9

We are working on a service fabric application made up of several different services, and a key part of the way our application works is that these services need to call each other in high volumes.

We have had no problems until recently when we increased the load on our application and found it massively slowed down. After much investigation and timing various things we found that the issue seems to be that when we are making a lot of calls to one type of service (of which we have several instances), the calls seemed to be some delay between us calling the service, and the service actually beginning to process the request.

We are calling between services as described by Microsoft here

To be clearer: ServiceA gets a reference to ServiceB, then calls ServiceB.GetResult(), we log the time that this method is called in ServiceA, and the first thing we do in GetResult() is log the time that the processing begins. When there is no load there is only a few ms, once we increased the load we found there to be a 4-5 second delay between these times.

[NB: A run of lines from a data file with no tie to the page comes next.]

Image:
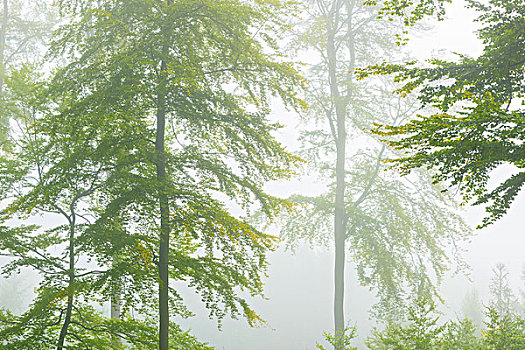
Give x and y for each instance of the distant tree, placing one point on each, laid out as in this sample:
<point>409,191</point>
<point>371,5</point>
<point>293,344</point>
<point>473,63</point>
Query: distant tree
<point>503,301</point>
<point>422,332</point>
<point>479,120</point>
<point>396,230</point>
<point>471,307</point>
<point>503,331</point>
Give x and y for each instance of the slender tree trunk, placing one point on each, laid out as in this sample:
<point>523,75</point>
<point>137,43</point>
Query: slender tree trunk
<point>3,32</point>
<point>340,211</point>
<point>70,290</point>
<point>164,207</point>
<point>116,311</point>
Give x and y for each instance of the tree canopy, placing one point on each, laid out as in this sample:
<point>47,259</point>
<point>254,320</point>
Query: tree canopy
<point>478,123</point>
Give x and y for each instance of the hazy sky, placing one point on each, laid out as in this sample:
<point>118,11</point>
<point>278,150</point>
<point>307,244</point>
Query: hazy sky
<point>300,285</point>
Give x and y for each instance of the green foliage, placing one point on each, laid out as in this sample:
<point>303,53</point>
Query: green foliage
<point>504,332</point>
<point>340,341</point>
<point>421,332</point>
<point>84,154</point>
<point>503,300</point>
<point>399,231</point>
<point>480,121</point>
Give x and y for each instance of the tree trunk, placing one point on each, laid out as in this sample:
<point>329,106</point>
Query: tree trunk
<point>70,290</point>
<point>116,312</point>
<point>164,207</point>
<point>340,212</point>
<point>3,33</point>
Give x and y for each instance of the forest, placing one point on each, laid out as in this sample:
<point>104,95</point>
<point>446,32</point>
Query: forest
<point>262,174</point>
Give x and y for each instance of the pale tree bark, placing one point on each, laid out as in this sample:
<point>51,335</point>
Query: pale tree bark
<point>165,227</point>
<point>71,286</point>
<point>340,100</point>
<point>3,33</point>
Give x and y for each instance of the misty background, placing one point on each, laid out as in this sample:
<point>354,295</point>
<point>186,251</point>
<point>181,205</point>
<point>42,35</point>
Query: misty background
<point>299,286</point>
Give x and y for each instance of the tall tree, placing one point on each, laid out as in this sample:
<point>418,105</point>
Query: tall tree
<point>478,122</point>
<point>502,300</point>
<point>25,26</point>
<point>192,81</point>
<point>387,221</point>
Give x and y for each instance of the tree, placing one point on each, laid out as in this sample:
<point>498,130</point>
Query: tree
<point>52,170</point>
<point>478,124</point>
<point>383,221</point>
<point>421,333</point>
<point>503,300</point>
<point>471,307</point>
<point>164,82</point>
<point>25,26</point>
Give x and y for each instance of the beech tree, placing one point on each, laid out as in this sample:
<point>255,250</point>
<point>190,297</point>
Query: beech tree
<point>160,112</point>
<point>477,124</point>
<point>382,221</point>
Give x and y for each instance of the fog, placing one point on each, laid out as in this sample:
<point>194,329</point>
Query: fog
<point>298,303</point>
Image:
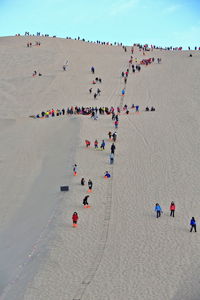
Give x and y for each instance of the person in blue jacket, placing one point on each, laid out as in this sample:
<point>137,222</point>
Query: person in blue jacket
<point>193,225</point>
<point>158,210</point>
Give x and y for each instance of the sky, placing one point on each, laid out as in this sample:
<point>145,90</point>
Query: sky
<point>158,22</point>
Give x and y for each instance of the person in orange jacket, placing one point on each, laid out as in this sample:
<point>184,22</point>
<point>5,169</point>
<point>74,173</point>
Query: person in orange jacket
<point>172,209</point>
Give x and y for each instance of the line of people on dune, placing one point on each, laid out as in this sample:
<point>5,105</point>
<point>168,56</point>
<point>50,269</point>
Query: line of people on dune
<point>89,111</point>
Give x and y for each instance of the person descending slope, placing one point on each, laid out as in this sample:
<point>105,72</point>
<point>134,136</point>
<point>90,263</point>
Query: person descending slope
<point>85,202</point>
<point>112,148</point>
<point>75,219</point>
<point>158,210</point>
<point>193,225</point>
<point>90,184</point>
<point>172,209</point>
<point>102,147</point>
<point>96,144</point>
<point>75,170</point>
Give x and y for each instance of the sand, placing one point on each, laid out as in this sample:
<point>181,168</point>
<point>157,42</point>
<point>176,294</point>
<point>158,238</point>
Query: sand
<point>119,250</point>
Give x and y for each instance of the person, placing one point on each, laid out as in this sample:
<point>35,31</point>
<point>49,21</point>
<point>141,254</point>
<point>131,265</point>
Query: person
<point>90,184</point>
<point>114,136</point>
<point>75,219</point>
<point>96,144</point>
<point>103,145</point>
<point>107,175</point>
<point>85,201</point>
<point>172,209</point>
<point>112,148</point>
<point>111,158</point>
<point>193,225</point>
<point>158,210</point>
<point>87,143</point>
<point>75,170</point>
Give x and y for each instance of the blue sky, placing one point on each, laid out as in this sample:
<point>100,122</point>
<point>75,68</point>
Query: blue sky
<point>159,22</point>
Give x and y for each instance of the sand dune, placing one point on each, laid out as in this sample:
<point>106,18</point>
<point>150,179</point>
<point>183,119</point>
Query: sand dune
<point>119,250</point>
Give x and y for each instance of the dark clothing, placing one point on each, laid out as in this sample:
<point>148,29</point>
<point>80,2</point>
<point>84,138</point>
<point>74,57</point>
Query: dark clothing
<point>193,226</point>
<point>158,213</point>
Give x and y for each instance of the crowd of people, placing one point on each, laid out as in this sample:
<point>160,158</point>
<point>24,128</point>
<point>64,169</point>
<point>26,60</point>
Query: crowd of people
<point>107,175</point>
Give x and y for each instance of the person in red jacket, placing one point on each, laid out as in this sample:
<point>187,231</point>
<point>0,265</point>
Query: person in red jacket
<point>172,209</point>
<point>75,219</point>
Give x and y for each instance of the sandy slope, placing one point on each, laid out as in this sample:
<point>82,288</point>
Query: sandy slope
<point>120,250</point>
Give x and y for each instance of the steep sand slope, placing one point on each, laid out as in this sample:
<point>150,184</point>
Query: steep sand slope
<point>120,250</point>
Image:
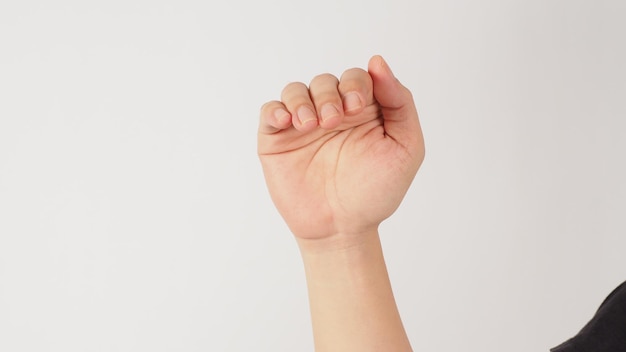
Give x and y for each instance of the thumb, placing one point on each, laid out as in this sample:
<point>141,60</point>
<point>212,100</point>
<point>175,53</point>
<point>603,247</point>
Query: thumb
<point>399,113</point>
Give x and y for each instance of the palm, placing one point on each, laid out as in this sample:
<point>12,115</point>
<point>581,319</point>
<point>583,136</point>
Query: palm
<point>329,181</point>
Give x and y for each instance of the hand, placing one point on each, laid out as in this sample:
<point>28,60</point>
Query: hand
<point>339,156</point>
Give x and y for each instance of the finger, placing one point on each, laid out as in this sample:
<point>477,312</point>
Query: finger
<point>325,96</point>
<point>400,117</point>
<point>355,88</point>
<point>296,98</point>
<point>274,117</point>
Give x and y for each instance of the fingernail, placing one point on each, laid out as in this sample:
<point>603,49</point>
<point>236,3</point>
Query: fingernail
<point>281,115</point>
<point>385,65</point>
<point>352,102</point>
<point>306,115</point>
<point>329,111</point>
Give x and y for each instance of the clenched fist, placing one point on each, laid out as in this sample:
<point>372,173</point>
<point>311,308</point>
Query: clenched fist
<point>340,154</point>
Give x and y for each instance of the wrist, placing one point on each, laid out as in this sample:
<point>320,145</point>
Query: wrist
<point>344,242</point>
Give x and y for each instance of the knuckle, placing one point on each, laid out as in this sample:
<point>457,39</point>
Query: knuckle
<point>323,78</point>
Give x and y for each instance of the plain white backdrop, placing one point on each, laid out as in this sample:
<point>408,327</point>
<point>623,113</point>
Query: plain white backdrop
<point>133,211</point>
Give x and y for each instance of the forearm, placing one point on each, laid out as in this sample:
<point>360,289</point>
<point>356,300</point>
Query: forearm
<point>352,304</point>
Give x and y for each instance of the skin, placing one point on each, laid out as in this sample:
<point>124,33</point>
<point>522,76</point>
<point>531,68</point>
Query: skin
<point>338,157</point>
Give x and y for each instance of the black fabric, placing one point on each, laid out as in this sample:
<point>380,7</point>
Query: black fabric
<point>606,332</point>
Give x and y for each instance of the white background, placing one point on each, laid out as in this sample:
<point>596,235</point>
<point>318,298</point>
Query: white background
<point>133,211</point>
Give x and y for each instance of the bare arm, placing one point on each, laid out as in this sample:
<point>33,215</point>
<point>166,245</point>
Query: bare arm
<point>338,157</point>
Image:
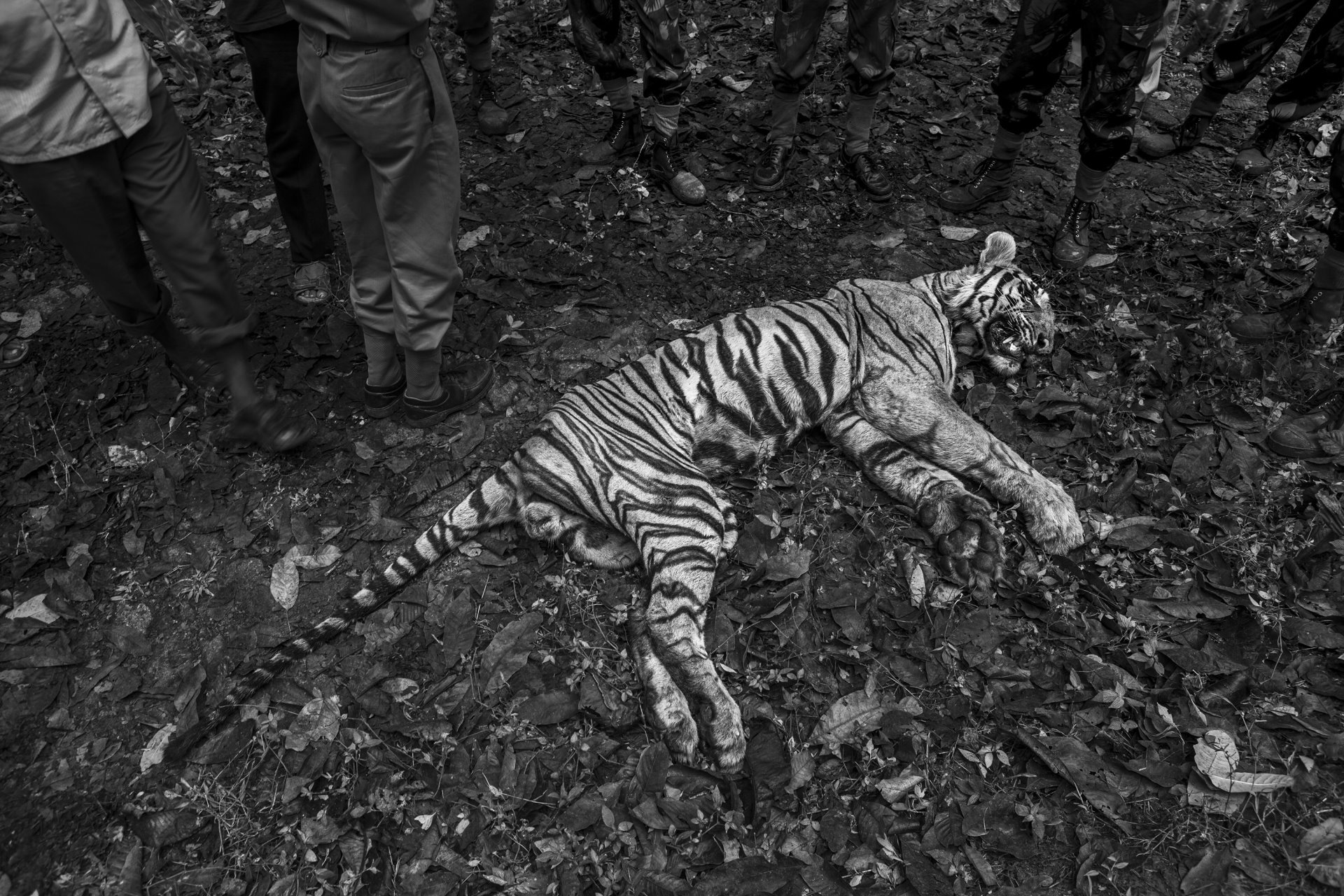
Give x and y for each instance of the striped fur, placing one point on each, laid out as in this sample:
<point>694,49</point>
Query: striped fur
<point>620,470</point>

Is this some kind of limit in service fabric? We have multiple instances of ServiceB and the resource usage on the cluster is essentially nothing, CPU hovers around 10% and memory use is about 1/4 on all nodes, but the throughput of the service is very low becuase it is waiting here.

Why does it wait? Is there some kind of defined limit on how different calls a service can handle at a time? Have we done something wrong with our communication?

Thank you.

QTom
  • 1,441
  • 1
  • 13
  • 29
  • How much load are we talking about here when it starts to slow down? Is it possible to quantify that in terms of calls/sec or similar? Also, if you look at the logging produced, how long time do you see between the service method start and stop events? Does that invlude the 4-5 second delay or does it only reflect the time it usually would take for that service method? – yoape Feb 02 '17 at 16:24
  • @yoape in terms of calls to ServiceB, the increased load was around 60 per second, and we were logging the time taken to complete the GetResult method and the average was around 500ms. The 4-5 second wait seemed to be outside of our code. – QTom Feb 02 '17 at 16:29
  • Can you see if there are any timeout exceptions from the service being thrown forcing the clients to retry? That would explain the delay since the default back-off time is 2 seconds and if it retried messages on average 2-3 times that would mean 4-5 sec that you would not see in the actual execution of the service method, it is basically time the client is waiting before trying again. The ``FabricTransportServiceRemotingClient`` has a built in retry functionality that looks at the ``OperationRetrySettings`` for max retry count and backoff delay. – yoape Feb 02 '17 at 16:50
  • I could see similar issues when sending large amounts of messages in parallell to a service, at a certain point the service started to getting backed up by handling the requests and the clients got to handle timeout exception, which they retried. Look at the charts in http://stackoverflow.com/a/41793846/1062217, while not a comprehensive test it shows that this happens at higher frequencies of communication. – yoape Feb 02 '17 at 16:52
  • Could you try to change the retry count for exceptions? When you create your ServiceProxyFactory inject some new values to operationretrysettings ``_serviceProxyFactory = new ServiceProxyFactory(retrySettings: new OperationRetrySettings(TimeSpan.FromMilliseconds(3), TimeSpan.FromMilliseconds(3), 0));`` This will prevent SF clients from retrying (max retry count = 0). You should now see a lot of exceptions from clients but an average execution time for the ones that are successfully handled. That is, if my theory is right. But it's an easy test and if not we have eliminated that... – yoape Feb 02 '17 at 17:15
  • @yoape thanks, after looking into the ServiceProxyFactory I found some settings that helped me prevent this queuing – QTom Feb 03 '17 at 14:38
  • good that you found the solution to your problem, that part is really not very well documented – yoape Feb 03 '17 at 17:37

1 Answers1

8

The MaxConcurrentCalls setting seemed to be what I needed.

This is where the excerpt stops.